Der 11. September, ein schwarzer Tag im Gedächtnis der Mormonen
Für große Aufregung im Mormonenstaat Utah sorgte bereits die Ankündigung und der Trailer des Spielfilms „September Dawn“, der ab dem 24. August 2007 in den Kinos der USA anlief. Eifrig ist man vonseiten dieser Glaubensgemeinschaft bemüht das historische Ereignis, das dem Film zu Grunde liegt, herunter zu spielen, da jetzt eine alte Wunde wieder aufzubrechen droht.
Der 11. September, der Schicksalstag für die Amerikaner im Jahre 2001, war schon vorher in der Geschichte der USA belastet. Am 11. September 1857 kam es zur bis heute zweitgrößten Katastrophe in den Staaten: Das Mountain-Meadows-Massaker.

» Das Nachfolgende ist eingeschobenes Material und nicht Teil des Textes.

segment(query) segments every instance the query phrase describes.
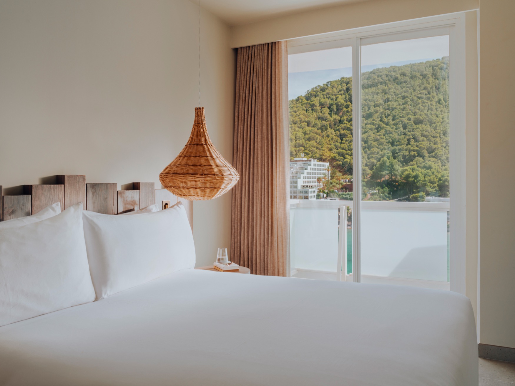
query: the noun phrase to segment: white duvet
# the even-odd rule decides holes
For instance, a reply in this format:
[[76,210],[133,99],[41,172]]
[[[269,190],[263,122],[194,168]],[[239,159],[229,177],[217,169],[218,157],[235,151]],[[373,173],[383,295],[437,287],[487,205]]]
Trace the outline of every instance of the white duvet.
[[1,385],[478,384],[450,292],[187,270],[0,327]]

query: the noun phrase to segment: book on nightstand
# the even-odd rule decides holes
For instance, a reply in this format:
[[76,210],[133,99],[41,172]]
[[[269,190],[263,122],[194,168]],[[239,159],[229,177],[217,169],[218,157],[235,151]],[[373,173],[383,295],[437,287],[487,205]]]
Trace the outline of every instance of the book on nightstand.
[[233,262],[231,262],[230,264],[215,262],[213,264],[213,268],[221,272],[235,272],[239,271],[239,266]]

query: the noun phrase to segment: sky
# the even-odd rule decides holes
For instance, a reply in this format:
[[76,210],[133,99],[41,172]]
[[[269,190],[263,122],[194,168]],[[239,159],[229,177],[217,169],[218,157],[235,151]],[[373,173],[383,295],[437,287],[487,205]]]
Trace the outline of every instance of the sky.
[[[362,46],[362,72],[449,56],[449,36],[388,42]],[[350,47],[288,56],[288,94],[291,99],[318,85],[352,76]]]

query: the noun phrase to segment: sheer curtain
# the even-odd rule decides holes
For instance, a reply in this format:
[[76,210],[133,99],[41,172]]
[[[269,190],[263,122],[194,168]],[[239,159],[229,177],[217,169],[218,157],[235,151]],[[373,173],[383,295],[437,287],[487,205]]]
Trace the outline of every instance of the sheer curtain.
[[258,275],[289,275],[287,83],[286,42],[238,48],[231,249]]

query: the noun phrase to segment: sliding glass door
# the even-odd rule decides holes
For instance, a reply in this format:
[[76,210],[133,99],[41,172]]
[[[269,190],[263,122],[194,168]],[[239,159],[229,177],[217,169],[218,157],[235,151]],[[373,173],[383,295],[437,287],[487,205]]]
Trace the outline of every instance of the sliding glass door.
[[289,43],[293,276],[463,292],[460,23]]
[[361,281],[448,289],[449,34],[385,40],[360,42]]

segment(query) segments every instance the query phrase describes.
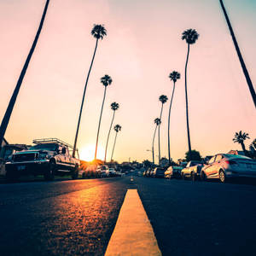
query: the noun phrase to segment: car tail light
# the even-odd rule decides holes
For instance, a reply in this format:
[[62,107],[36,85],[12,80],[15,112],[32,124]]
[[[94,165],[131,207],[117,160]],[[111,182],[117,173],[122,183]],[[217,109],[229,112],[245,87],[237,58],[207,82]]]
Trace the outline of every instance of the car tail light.
[[232,166],[232,165],[238,166],[238,164],[236,162],[233,161],[233,160],[225,160],[225,163],[228,164],[228,165],[230,165],[230,166]]

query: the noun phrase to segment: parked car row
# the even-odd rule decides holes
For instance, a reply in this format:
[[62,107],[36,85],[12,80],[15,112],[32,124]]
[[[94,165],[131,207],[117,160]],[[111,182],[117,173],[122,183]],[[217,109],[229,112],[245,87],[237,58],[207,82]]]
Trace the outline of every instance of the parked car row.
[[148,170],[144,171],[143,176],[154,177],[165,177],[165,172],[166,170],[160,167],[148,168]]
[[181,163],[179,166],[148,168],[144,177],[166,178],[183,178],[195,180],[218,179],[221,183],[232,178],[256,177],[256,161],[240,154],[217,154],[207,163],[189,161]]
[[125,173],[115,171],[113,168],[108,168],[108,166],[90,165],[85,170],[80,170],[79,175],[82,178],[85,177],[122,177]]

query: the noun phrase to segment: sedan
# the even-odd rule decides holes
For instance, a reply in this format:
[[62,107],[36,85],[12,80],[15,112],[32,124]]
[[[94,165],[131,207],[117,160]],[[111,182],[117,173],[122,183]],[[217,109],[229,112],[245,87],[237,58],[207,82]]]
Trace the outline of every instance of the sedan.
[[230,154],[212,156],[201,173],[202,180],[218,178],[222,183],[241,177],[256,177],[256,161],[247,156]]
[[152,177],[165,177],[165,169],[164,168],[154,168]]
[[189,161],[187,164],[186,168],[183,169],[181,172],[182,178],[185,179],[189,177],[193,181],[199,179],[201,177],[201,170],[203,164],[201,161]]

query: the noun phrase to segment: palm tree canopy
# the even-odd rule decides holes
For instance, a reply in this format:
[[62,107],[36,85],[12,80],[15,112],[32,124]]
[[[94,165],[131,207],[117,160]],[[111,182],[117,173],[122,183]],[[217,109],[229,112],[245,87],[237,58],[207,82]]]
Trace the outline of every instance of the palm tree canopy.
[[157,118],[157,119],[155,119],[154,120],[154,123],[156,125],[160,125],[160,123],[161,123],[161,120],[160,120],[159,118]]
[[169,79],[171,79],[171,81],[172,80],[174,83],[176,83],[177,80],[180,79],[180,73],[177,71],[172,71],[169,74]]
[[247,138],[250,138],[248,137],[248,133],[241,132],[241,131],[240,131],[239,132],[235,133],[235,137],[233,138],[233,142],[241,144],[243,143],[243,141],[245,141]]
[[110,107],[112,110],[115,111],[119,108],[119,104],[117,102],[113,102],[111,103]]
[[119,131],[121,131],[121,128],[122,128],[121,125],[115,125],[114,127],[113,127],[113,130],[114,130],[116,132],[119,132]]
[[101,78],[101,83],[104,85],[104,86],[108,86],[110,85],[112,83],[112,79],[109,75],[105,75],[104,77]]
[[182,34],[182,39],[186,40],[187,44],[193,44],[198,39],[199,34],[197,33],[195,29],[187,29]]
[[102,39],[104,36],[107,36],[107,30],[105,29],[104,25],[94,24],[90,33],[94,38],[97,39]]
[[160,97],[159,97],[159,100],[162,102],[162,104],[166,103],[167,101],[168,101],[168,98],[165,95],[161,95]]

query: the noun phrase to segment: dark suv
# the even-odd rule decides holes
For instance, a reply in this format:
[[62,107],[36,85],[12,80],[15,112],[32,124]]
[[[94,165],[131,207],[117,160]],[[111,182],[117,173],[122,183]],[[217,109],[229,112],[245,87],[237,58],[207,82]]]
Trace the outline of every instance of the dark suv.
[[156,167],[153,172],[154,177],[165,177],[165,172],[164,168]]

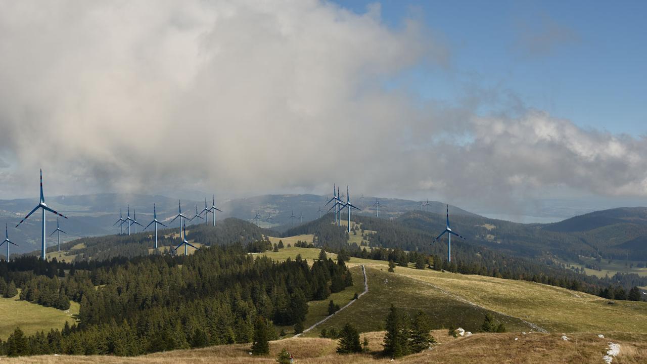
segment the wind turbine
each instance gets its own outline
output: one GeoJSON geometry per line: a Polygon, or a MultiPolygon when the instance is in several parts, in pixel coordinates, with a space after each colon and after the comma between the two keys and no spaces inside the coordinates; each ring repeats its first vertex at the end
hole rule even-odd
{"type": "Polygon", "coordinates": [[[341,220],[342,218],[342,210],[344,209],[348,209],[348,232],[351,232],[351,210],[355,209],[357,210],[360,210],[360,209],[352,203],[351,203],[351,194],[349,192],[348,186],[346,186],[346,203],[342,206],[339,209],[339,218],[341,220]]]}
{"type": "Polygon", "coordinates": [[[336,186],[334,183],[333,184],[333,198],[329,199],[328,202],[326,202],[324,206],[327,206],[329,203],[333,201],[334,201],[334,204],[328,210],[330,211],[333,208],[334,208],[334,223],[337,223],[337,203],[339,202],[339,198],[337,197],[336,186]]]}
{"type": "MultiPolygon", "coordinates": [[[[43,238],[41,240],[41,259],[42,259],[43,260],[45,260],[47,258],[47,256],[45,255],[45,253],[46,253],[47,247],[45,245],[45,212],[46,210],[47,211],[49,211],[50,212],[53,212],[53,213],[56,214],[57,215],[58,215],[60,216],[65,218],[66,219],[67,218],[67,217],[63,216],[61,214],[59,214],[56,211],[54,211],[54,210],[50,209],[49,207],[47,207],[47,205],[45,204],[45,196],[43,194],[43,170],[41,170],[41,200],[40,200],[40,202],[38,203],[38,205],[36,207],[34,207],[33,210],[32,210],[31,212],[29,212],[28,214],[27,214],[27,216],[25,216],[24,219],[20,220],[20,222],[19,222],[18,225],[16,225],[16,227],[18,227],[18,225],[19,225],[20,224],[23,223],[23,221],[27,220],[27,218],[28,218],[29,216],[32,216],[32,214],[33,214],[34,212],[35,212],[36,210],[38,210],[38,209],[40,209],[41,210],[42,212],[43,212],[43,214],[41,215],[42,218],[43,218],[43,231],[42,231],[42,238],[43,238]]],[[[7,257],[7,259],[8,259],[8,257],[7,257]]]]}
{"type": "Polygon", "coordinates": [[[210,211],[211,211],[211,209],[210,209],[209,208],[208,208],[206,207],[206,198],[205,197],[204,198],[204,208],[203,209],[202,211],[200,211],[200,214],[201,215],[202,214],[203,212],[205,212],[205,214],[204,214],[204,225],[209,225],[209,212],[210,211]]]}
{"type": "MultiPolygon", "coordinates": [[[[139,226],[141,226],[142,227],[144,227],[144,225],[142,225],[142,224],[140,224],[140,223],[139,223],[138,222],[137,222],[137,212],[135,210],[135,209],[133,209],[133,219],[132,219],[131,221],[133,222],[130,223],[130,225],[135,225],[135,233],[137,234],[137,225],[138,225],[139,226]]],[[[130,229],[130,227],[129,227],[128,229],[130,229]]]]}
{"type": "Polygon", "coordinates": [[[433,243],[436,242],[436,240],[437,240],[438,239],[440,239],[441,236],[442,236],[443,235],[444,235],[446,233],[447,234],[447,237],[449,238],[448,242],[447,243],[447,261],[448,262],[451,262],[452,261],[452,235],[455,235],[455,236],[458,236],[459,238],[461,238],[461,239],[463,239],[464,240],[466,240],[467,239],[466,239],[465,238],[463,238],[462,236],[459,235],[458,234],[456,234],[455,233],[454,233],[454,231],[452,230],[452,228],[450,228],[449,227],[449,205],[447,205],[447,227],[445,228],[444,231],[443,231],[442,233],[441,233],[441,234],[439,235],[437,238],[436,238],[435,239],[433,239],[433,241],[432,242],[432,244],[433,244],[433,243]]]}
{"type": "Polygon", "coordinates": [[[215,226],[215,212],[220,211],[221,212],[222,212],[223,210],[215,207],[215,195],[211,195],[211,198],[212,198],[212,205],[211,207],[209,208],[209,209],[211,210],[212,212],[214,213],[214,226],[215,226]]]}
{"type": "MultiPolygon", "coordinates": [[[[201,213],[202,212],[201,212],[201,213]]],[[[198,205],[195,205],[195,216],[193,216],[193,217],[192,217],[192,218],[191,218],[191,220],[189,220],[189,221],[192,221],[193,219],[195,219],[196,218],[197,218],[198,220],[197,220],[197,222],[195,222],[195,225],[200,225],[200,219],[201,219],[203,218],[202,218],[202,216],[200,216],[199,214],[198,214],[198,205]]]]}
{"type": "MultiPolygon", "coordinates": [[[[173,222],[175,221],[175,219],[177,219],[177,218],[180,218],[180,237],[181,238],[182,237],[182,226],[184,225],[182,223],[182,219],[189,220],[189,218],[187,218],[184,215],[182,214],[182,202],[180,200],[177,201],[177,214],[175,215],[175,218],[173,218],[173,220],[171,220],[171,222],[169,223],[172,223],[173,222]]],[[[186,229],[184,229],[184,233],[186,233],[186,229]]]]}
{"type": "Polygon", "coordinates": [[[61,230],[61,228],[59,227],[58,218],[56,218],[56,229],[52,231],[52,233],[49,234],[49,236],[51,236],[52,235],[54,235],[54,233],[58,233],[58,234],[56,234],[56,238],[57,240],[58,240],[58,244],[57,244],[58,249],[57,250],[57,251],[61,251],[61,233],[63,233],[63,234],[67,234],[67,233],[65,233],[65,231],[61,230]]]}
{"type": "Polygon", "coordinates": [[[146,230],[148,229],[148,227],[150,226],[151,224],[153,223],[155,224],[155,249],[157,249],[157,225],[161,225],[164,227],[168,227],[157,220],[157,207],[155,207],[155,203],[153,204],[153,221],[151,221],[150,223],[147,225],[146,227],[144,228],[144,229],[146,230]]]}
{"type": "Polygon", "coordinates": [[[180,245],[175,247],[175,249],[173,249],[173,251],[177,251],[178,248],[179,248],[182,245],[184,245],[184,255],[186,256],[188,255],[188,253],[186,251],[187,247],[192,247],[196,250],[197,250],[198,248],[195,245],[186,241],[186,224],[184,224],[184,237],[182,238],[182,242],[180,243],[180,245]]]}
{"type": "Polygon", "coordinates": [[[124,215],[122,214],[122,209],[119,209],[119,220],[117,220],[117,222],[113,223],[113,226],[115,226],[115,225],[116,225],[116,224],[118,223],[119,224],[119,227],[120,227],[121,230],[122,230],[122,232],[121,232],[121,234],[122,235],[124,234],[124,222],[126,222],[126,220],[124,220],[124,215]]]}
{"type": "Polygon", "coordinates": [[[8,230],[8,229],[7,229],[6,223],[5,224],[5,241],[3,242],[1,242],[1,243],[0,243],[0,246],[2,246],[2,245],[4,244],[5,243],[6,243],[6,262],[8,263],[9,262],[9,244],[14,244],[16,246],[18,246],[18,244],[16,244],[14,242],[12,242],[11,240],[9,240],[9,230],[8,230]]]}
{"type": "Polygon", "coordinates": [[[130,218],[130,205],[126,205],[126,208],[127,209],[127,216],[124,219],[124,222],[122,223],[127,223],[128,224],[128,234],[130,235],[130,225],[133,225],[133,219],[130,218]]]}

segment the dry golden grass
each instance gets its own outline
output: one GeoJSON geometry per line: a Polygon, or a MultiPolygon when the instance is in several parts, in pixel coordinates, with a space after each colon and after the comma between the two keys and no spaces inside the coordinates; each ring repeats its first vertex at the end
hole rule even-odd
{"type": "MultiPolygon", "coordinates": [[[[393,363],[406,364],[461,363],[492,364],[499,363],[603,363],[609,342],[620,345],[620,353],[613,361],[617,364],[647,362],[647,341],[644,336],[618,333],[618,337],[600,339],[595,334],[569,336],[565,341],[560,334],[477,334],[471,337],[454,339],[444,330],[432,332],[439,341],[432,350],[402,358],[393,363]],[[517,340],[514,339],[517,338],[517,340]]],[[[148,364],[148,363],[206,363],[223,364],[276,363],[275,358],[283,348],[294,355],[297,363],[308,364],[373,364],[389,362],[381,356],[384,332],[362,334],[369,339],[370,352],[341,356],[335,352],[336,341],[320,338],[291,338],[270,343],[270,355],[250,356],[248,344],[211,347],[202,349],[175,350],[135,358],[114,356],[42,356],[19,358],[3,358],[3,362],[12,364],[148,364]]]]}

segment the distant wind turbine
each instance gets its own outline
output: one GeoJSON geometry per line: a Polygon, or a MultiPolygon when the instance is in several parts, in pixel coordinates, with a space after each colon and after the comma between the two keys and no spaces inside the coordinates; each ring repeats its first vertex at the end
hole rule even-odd
{"type": "Polygon", "coordinates": [[[448,242],[447,243],[447,261],[448,262],[451,262],[452,261],[452,235],[455,235],[455,236],[458,236],[459,238],[461,238],[463,240],[466,240],[467,239],[466,239],[465,238],[463,238],[462,236],[459,235],[458,234],[456,234],[455,233],[454,233],[452,230],[452,229],[449,227],[449,205],[447,205],[447,227],[445,228],[444,231],[443,231],[442,233],[441,233],[441,234],[439,235],[437,238],[436,238],[435,239],[433,239],[433,241],[432,242],[432,244],[433,244],[433,243],[436,242],[436,240],[437,240],[438,239],[440,239],[441,236],[442,236],[443,235],[444,235],[445,234],[447,234],[447,238],[449,239],[449,240],[448,240],[448,242]]]}
{"type": "Polygon", "coordinates": [[[16,246],[18,246],[18,244],[16,244],[14,242],[12,242],[11,240],[9,240],[9,229],[6,227],[6,223],[5,224],[5,241],[3,242],[1,242],[1,243],[0,243],[0,246],[2,246],[2,245],[4,244],[5,244],[5,243],[6,244],[6,262],[8,263],[9,262],[9,244],[14,244],[16,246]]]}
{"type": "Polygon", "coordinates": [[[182,245],[184,245],[184,255],[186,256],[186,255],[188,255],[188,252],[186,250],[187,249],[187,247],[191,247],[195,249],[195,250],[197,250],[198,248],[195,245],[194,245],[192,244],[191,243],[190,243],[190,242],[188,242],[186,241],[186,224],[184,225],[184,237],[182,238],[182,242],[180,243],[180,245],[179,245],[177,247],[175,247],[175,249],[173,249],[173,251],[177,251],[178,248],[179,248],[182,245]]]}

Im Sommer 1857 sammelten sich mehrere kleinere Einheiten von Aussiedlern aus Arkansas und Missouri zu einem großen Treck, um gemeinsam nach Kalifornien zu ziehen. Nachdem sie erfolgreich die Prärie überquert hatten, erreichte diese überaus wohlhabende Wagenkolonne mit etwa 50 Männern und ihren Familien die Mormonenmetropole Salt Lake City, um dort Station zu machen, Vorräte aufzufüllen und geschwächte Tiere auszutauschen. Diese Menschen wussten aber nicht, dass sie einen denkbar schlechten Zeitpunkt erwischt hatten.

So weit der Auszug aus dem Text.